Wu Z, Wang ZH, Liu X, Zhang Z, Yu SP, Keene CD, Cheng L, Ye K. Prog. Neurobiol. 2019; ePub(ePub): ePub.

Affiliation

Department of Pathology and Laboratory Medicine, Emory University School of Medicine, Atlanta, GA 30322, USA; Division of Spine, Department of Orthopedics, Tongji Hospital affiliated to Tongji University School of Medicine, Shanghai, 200065, China. Electronic address: kye@emory.edu.

Copyright

(Copyright © 2019, Elsevier Publishing)

DOI

10.1016/j.pneurobio.2019.101730

PMID

31778772

Abstract

Traumatic brain injury (TBI) is associated in some studies with clinical dementia, and neuropathological features, including amyloid plaque deposition and Tau neurofibrillary degeneration commonly identified in Alzheimer's disease (AD).

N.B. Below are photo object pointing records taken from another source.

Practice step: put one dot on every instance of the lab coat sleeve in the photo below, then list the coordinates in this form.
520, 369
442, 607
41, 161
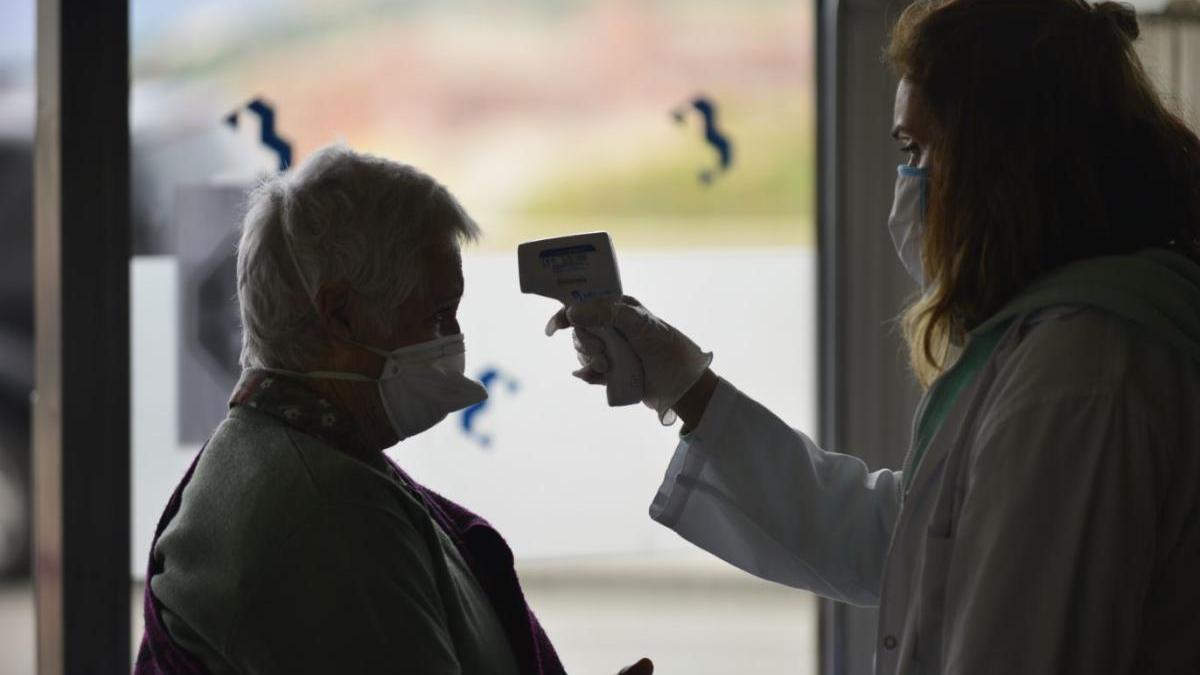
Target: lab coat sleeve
1055, 543
762, 496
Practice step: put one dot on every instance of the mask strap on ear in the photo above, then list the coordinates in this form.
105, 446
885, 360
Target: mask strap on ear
321, 375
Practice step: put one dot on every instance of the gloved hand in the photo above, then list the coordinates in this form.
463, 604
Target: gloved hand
671, 362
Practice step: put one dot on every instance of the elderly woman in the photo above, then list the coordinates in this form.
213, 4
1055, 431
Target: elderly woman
293, 544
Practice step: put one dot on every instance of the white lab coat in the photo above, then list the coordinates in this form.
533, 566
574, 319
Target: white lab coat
1053, 525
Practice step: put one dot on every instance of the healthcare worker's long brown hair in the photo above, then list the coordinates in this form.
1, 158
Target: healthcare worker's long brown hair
1049, 144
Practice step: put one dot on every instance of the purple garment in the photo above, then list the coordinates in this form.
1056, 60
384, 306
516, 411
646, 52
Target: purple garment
481, 547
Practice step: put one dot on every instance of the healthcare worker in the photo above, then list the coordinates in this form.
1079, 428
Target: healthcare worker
1047, 518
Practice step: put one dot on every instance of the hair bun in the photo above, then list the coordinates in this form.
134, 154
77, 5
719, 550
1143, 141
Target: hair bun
1119, 15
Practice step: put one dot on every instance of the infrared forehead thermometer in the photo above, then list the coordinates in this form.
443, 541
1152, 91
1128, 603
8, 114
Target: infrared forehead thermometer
576, 268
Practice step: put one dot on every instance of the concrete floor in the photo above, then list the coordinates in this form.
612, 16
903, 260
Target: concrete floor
690, 614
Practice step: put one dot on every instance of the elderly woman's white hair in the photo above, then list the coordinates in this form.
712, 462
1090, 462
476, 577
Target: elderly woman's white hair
340, 216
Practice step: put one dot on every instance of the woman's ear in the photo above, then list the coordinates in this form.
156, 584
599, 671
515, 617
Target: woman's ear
333, 304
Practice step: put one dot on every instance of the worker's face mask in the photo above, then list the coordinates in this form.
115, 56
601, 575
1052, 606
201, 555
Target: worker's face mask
419, 386
907, 220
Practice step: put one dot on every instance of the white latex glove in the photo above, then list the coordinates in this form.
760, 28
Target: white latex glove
671, 362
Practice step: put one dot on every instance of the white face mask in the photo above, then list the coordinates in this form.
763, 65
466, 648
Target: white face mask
420, 384
907, 220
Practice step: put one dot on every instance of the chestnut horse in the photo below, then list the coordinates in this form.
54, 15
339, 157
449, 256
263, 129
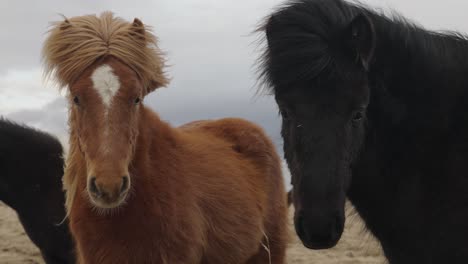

However, the molecular mechanisms linking TBI to AD remain unclear. Here we show that TBI activates transcription factor CCAAT/Enhancer Binding Protein Beta (C/EBPβ), increasing delta-secretase (AEP) expression. Activated AEP cleaves both APP and Tau at APP N585 and Tau N368 sites, respectively, which mediate AD pathogenesis by promoting Aβ production and Tau hyperphosphorylation and inducing neuroinflammation and neurotoxicity. Knockout of AEP or C/EBPβ diminishes TBI-induced AD-like pathology and cognitive impairment in the 3xTg AD mouse model. Remarkably, viral expression of AEP-resistant Tau N368A in the hippocampus of 3xTg mice also ameliorates the pathological and cognitive consequences of TBI. Finally, clinical TBI activates C/EBPβ and escalates AEP expression, leading to APP N585 and Tau N368 proteolytic cleavage in TBI patient brains. Hence, our findings support a potential role for AEP in linking TBI exposure with AD pathogenesis.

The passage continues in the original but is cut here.